Sebbene il nome rifletta la visione del mondo italiano di Galileo, le luci fanno parte della storia orale della maggior parte delle culture alle latitudini in cui si vede l'aurora boreale. I popoli indigeni d'America e del Canada hanno tradizioni legate alle aurore. Secondo la mitologia regionale, in Scandinavia, il dio norvegese dell'inverno Ullr avrebbe prodotto l'Aurora Boreale per illuminare le notti più lunghe dell'anno. Un mito tra i cacciatori di caribù Dene è che le renne sono nate nell'Aurora Boreale.
Una tavoletta cuneiforme tardo babilonese risalente al regno di Nabucodonosor II (governata dal 605-562 a.C.) è il primo riferimento noto all'aurora boreale. La tavoletta contiene un rapporto di un astronomo reale di un insolito bagliore rosso nel cielo di notte, in una data babilonese corrispondente al 12/13 marzo 567 a.C. I primi rapporti cinesi includono diversi, il primo datato al 567 CE e al 1137 CE. Cinque esempi di osservazioni aurorali multiple simultanee dall'Asia orientale (Corea, Giappone, Cina) sono stati identificati negli ultimi 2000 anni, avvenendo nelle notti del 31 gennaio 1101; 6 ottobre 1138; 30 luglio 1363; 8 marzo 1582; e il 2 marzo 1653.

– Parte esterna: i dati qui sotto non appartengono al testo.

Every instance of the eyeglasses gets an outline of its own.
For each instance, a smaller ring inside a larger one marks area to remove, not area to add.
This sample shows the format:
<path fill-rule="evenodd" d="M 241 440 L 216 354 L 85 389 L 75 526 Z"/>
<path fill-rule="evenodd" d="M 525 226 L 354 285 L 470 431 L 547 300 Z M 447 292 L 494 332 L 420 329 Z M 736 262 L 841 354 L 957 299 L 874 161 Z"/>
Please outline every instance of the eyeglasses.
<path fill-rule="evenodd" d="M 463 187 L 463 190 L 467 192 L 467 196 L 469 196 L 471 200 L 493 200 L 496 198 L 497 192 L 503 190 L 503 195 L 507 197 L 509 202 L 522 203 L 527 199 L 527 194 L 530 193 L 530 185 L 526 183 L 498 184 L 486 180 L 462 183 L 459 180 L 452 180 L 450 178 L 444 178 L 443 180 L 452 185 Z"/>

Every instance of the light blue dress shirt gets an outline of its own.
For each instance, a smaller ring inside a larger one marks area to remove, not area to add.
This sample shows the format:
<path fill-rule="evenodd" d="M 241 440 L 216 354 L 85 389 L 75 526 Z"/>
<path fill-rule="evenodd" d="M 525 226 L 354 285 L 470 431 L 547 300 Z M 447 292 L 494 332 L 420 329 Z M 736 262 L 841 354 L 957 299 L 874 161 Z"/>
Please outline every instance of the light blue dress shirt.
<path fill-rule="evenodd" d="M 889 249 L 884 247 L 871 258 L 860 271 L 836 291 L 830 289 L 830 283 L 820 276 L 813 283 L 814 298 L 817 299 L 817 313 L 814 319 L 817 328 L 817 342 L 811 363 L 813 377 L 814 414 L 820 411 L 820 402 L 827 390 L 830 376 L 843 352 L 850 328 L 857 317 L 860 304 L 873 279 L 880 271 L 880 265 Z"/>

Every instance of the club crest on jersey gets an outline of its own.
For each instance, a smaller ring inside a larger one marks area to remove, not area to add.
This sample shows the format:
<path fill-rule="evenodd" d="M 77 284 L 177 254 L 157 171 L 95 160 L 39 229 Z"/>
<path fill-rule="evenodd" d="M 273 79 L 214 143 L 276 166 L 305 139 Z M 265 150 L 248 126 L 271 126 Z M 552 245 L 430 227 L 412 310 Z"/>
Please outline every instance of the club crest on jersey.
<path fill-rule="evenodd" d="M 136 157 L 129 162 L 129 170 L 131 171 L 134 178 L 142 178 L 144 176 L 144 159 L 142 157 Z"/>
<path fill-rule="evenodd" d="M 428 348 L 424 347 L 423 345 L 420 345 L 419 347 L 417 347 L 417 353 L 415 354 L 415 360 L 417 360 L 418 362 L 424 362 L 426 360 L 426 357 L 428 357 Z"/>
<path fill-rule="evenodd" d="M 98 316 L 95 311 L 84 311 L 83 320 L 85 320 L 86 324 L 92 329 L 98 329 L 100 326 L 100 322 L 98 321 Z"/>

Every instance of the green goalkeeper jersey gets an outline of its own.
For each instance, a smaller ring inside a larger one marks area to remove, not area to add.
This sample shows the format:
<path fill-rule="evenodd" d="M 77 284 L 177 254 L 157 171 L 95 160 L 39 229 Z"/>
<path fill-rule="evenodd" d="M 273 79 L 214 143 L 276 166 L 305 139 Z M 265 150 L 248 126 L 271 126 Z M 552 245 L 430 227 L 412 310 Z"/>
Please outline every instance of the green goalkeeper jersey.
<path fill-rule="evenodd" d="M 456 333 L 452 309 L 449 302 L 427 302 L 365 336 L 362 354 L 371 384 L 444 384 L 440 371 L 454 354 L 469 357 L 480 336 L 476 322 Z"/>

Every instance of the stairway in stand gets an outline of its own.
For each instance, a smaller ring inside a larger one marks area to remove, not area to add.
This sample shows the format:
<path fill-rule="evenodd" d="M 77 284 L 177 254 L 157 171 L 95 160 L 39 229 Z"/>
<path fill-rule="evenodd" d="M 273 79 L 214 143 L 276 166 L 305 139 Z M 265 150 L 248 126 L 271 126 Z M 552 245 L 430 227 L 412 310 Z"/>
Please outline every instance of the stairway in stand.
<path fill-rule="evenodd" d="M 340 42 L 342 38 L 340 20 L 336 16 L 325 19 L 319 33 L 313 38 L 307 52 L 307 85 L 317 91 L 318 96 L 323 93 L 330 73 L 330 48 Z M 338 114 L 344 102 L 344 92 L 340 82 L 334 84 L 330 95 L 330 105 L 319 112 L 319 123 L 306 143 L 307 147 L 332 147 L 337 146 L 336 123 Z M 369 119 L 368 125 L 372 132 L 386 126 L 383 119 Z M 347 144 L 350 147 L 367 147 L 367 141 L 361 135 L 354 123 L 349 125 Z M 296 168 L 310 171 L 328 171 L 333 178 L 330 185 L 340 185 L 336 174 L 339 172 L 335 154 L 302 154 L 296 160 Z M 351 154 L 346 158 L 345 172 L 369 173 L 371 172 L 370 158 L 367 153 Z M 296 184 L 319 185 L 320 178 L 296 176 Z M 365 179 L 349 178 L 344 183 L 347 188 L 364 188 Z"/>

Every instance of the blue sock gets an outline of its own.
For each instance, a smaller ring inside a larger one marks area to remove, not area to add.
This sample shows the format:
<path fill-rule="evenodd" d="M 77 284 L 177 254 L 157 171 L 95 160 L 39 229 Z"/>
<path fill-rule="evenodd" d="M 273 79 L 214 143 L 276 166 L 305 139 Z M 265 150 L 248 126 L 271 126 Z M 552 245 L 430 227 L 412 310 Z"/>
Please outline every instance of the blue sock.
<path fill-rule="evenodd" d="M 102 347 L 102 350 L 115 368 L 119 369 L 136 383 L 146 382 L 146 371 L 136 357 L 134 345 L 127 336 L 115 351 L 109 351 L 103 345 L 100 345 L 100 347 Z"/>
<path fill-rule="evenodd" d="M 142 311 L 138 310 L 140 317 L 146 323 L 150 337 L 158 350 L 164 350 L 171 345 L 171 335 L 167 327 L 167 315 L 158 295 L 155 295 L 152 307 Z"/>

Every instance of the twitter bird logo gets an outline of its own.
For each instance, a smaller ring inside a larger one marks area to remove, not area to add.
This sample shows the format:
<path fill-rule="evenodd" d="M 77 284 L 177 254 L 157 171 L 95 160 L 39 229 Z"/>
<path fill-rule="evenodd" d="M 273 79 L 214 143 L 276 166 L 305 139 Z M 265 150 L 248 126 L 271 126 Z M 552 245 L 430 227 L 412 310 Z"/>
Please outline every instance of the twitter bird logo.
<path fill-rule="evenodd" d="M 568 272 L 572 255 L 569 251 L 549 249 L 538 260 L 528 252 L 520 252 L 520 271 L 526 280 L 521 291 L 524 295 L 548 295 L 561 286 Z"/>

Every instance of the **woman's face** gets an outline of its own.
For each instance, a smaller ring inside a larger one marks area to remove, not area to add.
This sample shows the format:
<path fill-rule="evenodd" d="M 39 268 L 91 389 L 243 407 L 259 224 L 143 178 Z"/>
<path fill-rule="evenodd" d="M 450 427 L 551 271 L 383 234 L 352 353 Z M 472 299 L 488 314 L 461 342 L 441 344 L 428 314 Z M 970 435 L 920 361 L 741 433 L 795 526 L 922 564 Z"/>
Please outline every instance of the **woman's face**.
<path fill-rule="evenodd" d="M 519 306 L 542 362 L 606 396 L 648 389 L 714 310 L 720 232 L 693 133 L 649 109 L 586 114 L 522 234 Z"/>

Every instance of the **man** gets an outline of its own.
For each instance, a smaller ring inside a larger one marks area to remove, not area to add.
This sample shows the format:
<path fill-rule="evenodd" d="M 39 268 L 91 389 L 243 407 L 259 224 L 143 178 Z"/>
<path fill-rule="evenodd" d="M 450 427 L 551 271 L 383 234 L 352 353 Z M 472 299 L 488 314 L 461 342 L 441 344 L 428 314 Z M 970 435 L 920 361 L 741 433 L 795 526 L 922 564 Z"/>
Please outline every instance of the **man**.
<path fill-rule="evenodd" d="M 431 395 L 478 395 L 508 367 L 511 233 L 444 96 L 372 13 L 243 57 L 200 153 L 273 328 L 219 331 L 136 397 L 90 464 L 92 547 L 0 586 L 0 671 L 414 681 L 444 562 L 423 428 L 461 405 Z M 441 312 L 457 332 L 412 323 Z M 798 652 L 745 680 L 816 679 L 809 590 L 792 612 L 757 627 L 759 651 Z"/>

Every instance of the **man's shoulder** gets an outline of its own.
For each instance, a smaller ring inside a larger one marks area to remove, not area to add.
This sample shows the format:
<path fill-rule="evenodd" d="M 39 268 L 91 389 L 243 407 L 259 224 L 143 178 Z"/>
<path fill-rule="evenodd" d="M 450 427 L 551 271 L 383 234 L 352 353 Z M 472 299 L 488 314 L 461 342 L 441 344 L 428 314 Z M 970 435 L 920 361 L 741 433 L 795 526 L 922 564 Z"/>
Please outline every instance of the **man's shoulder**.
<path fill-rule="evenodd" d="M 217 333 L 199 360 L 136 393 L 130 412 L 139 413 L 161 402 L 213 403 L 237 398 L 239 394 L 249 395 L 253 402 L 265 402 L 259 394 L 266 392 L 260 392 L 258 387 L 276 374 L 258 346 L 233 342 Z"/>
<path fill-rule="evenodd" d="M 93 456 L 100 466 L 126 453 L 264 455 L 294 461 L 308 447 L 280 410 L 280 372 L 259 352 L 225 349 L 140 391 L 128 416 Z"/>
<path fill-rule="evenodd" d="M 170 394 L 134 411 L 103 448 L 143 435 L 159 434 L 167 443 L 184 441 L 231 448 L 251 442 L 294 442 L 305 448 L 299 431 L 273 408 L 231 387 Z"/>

Un importante rapporto classico romano viene da Plinio il Vecchio, che scrisse dell'aurora nel 77 d.C., definendo le luci un "chasma" e descrivendolo come un "sbadiglio" del cielo notturno, accompagnato da qualcosa che sembrava sangue e fuoco che cadevano alla terra. I record dell'Europa meridionale dell'aurora boreale iniziano già nel V secolo a.C..
La prima visione possibile registrata dell'aurora boreale potrebbe essere un disegno "impressionista" delle caverne che potrebbe rappresentare le aurore fiammeggianti nel cielo notturno.
Queste descrizioni poetiche del fenomeno credono all'origine astrofisica dell'aurora boreale (e del suo gemello meridionale, l'aurora australis. Sono l'esempio più vicino e più drammatico di fenomeni spaziali. Le particelle del sole, che possono emergere in un flusso costante chiamato il il vento solare o in eruzioni giganti note come espulsioni di massa coronale, interagiscono con i campi magnetici nell'atmosfera superiore della Terra. Queste interazioni fanno sì che le molecole di ossigeno e azoto rilasciano fotoni di luce.